My goal is I want to have a Xubuntu/Ubuntu dual boot, with a catch - I want the disk to be fully encrypted with the dm-crypt (native supplied) whole disk encryption. Now I know, out of the box the ubuntu installer is not going to make this simple for me, and maybe this is not doable, because I am not sure I can ultimately trick the tools into creating the two different initrd configurations for each root filesystem.

So questions:

Has anyone done this before and is there a simple way I am missing to do this?

Given (1) is a negative...

  1. Should I create separate base encryptedf volumes for each installation (xubuntu/ubuntu) or should I just create 1 encrypted volume and separate install partitions inside it? I am leaning toward the latter to make the process simpler. However I am not sure how the boot loader will handle this.

  2. Once I get the first laid in, if I go with 1 encrypted volume, how do I decrypt it and install the second distro (and get the boot loader, initrd, etc updated properly)?

Thank you... Any insight is appreciated.

1 Answer 1


You should create a single volume if you want the same password(s) to be valid for both installations, or two separate volumes if you want different passwords. In other words, create as many separate volumes as you need separate sets of authorized users.

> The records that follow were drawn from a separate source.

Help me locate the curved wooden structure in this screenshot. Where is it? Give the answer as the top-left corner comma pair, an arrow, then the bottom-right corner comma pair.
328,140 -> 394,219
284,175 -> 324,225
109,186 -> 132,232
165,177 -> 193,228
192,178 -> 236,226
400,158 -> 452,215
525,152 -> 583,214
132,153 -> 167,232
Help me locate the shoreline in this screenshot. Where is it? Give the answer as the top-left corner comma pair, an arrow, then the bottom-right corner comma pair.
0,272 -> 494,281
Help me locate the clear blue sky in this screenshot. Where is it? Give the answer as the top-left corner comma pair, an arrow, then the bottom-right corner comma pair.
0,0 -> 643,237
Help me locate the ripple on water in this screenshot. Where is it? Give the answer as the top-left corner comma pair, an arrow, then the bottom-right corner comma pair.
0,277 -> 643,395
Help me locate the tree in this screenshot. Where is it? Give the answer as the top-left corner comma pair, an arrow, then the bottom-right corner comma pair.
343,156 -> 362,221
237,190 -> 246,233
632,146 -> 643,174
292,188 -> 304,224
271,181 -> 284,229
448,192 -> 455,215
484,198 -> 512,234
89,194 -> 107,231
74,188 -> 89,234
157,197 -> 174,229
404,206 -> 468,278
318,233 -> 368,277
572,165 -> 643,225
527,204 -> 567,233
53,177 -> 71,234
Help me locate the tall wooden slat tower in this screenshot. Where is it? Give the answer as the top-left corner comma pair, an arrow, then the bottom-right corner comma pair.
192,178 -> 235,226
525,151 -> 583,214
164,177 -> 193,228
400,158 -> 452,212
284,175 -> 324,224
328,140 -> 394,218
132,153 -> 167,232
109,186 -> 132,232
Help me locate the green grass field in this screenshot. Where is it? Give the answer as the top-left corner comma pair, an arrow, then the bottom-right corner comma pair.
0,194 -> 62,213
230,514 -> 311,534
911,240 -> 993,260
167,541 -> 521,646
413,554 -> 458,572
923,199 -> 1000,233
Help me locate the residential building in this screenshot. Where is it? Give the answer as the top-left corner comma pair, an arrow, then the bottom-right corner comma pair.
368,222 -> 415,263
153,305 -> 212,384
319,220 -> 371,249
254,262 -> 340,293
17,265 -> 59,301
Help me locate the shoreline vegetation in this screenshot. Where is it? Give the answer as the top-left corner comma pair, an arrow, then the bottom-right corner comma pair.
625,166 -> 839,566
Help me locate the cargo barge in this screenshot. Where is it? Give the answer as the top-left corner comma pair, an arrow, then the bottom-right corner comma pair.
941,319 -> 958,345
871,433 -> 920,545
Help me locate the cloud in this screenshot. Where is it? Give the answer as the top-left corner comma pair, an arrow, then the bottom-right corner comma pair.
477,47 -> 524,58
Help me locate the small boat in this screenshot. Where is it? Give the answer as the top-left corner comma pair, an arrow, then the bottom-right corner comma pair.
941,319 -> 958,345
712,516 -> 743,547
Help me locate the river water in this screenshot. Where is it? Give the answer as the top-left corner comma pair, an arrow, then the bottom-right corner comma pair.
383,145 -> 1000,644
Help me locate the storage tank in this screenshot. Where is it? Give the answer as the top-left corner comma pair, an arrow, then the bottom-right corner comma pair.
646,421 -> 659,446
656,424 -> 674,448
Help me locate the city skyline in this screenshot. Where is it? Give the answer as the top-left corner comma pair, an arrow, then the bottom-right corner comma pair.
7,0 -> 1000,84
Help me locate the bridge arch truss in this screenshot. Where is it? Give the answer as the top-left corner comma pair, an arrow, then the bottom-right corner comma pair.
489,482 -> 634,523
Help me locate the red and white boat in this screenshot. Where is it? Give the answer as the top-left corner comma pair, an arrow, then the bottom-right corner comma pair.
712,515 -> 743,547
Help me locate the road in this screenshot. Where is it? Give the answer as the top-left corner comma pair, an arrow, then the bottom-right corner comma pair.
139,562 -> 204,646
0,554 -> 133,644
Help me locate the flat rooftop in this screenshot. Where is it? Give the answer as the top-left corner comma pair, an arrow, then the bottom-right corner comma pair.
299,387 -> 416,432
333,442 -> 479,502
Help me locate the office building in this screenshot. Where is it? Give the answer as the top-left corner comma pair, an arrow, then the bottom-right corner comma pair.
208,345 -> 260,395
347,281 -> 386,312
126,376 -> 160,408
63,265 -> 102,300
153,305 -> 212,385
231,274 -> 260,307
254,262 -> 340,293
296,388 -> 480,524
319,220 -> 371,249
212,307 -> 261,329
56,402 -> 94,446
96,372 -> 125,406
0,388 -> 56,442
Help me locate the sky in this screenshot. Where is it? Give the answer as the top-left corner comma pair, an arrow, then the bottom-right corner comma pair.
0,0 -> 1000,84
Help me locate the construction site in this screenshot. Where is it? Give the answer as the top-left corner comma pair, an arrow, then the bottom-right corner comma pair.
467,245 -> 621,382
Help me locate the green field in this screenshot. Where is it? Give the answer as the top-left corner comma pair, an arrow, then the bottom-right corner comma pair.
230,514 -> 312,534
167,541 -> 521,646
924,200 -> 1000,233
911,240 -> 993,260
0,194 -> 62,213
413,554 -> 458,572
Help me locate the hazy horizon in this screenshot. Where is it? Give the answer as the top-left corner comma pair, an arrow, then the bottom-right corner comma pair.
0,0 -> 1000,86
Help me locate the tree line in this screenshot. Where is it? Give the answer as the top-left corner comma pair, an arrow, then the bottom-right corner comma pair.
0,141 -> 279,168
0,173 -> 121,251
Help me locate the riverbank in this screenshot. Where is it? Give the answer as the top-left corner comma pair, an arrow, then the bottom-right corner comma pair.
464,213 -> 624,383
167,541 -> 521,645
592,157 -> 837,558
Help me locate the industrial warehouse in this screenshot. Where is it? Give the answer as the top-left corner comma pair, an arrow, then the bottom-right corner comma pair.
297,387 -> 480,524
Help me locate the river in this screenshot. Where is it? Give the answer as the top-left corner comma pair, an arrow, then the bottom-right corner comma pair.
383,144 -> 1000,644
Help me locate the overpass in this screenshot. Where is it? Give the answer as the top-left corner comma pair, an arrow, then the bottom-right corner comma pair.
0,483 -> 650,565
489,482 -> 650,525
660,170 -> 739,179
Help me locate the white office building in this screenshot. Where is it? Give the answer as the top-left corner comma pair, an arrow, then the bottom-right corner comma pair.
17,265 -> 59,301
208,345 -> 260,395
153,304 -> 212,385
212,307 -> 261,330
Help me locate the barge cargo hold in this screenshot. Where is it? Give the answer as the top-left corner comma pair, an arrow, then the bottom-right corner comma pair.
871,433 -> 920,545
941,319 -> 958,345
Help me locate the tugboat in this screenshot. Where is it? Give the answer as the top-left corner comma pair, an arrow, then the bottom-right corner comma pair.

The kernel and initrd of both installations need to be outside the encrypted volume. From a security perspective, it doesn't matter whether you keep the two /boot volumes separate or not.

If you do trusted boot from a TPM, watch out that the non-primary OS is also integrity-protected; I think in that case you should keep the two installations separate and register them independently with UEFI (but I don't have experience of UEFI to tell you what to watch out for).

Note that you may not need dual boot at all. You may well be able to implement your desired security policy by issuing separate accounts or by creating separate virtualized containers, each with its own root users.

See my answer on AU for the more technical aspects.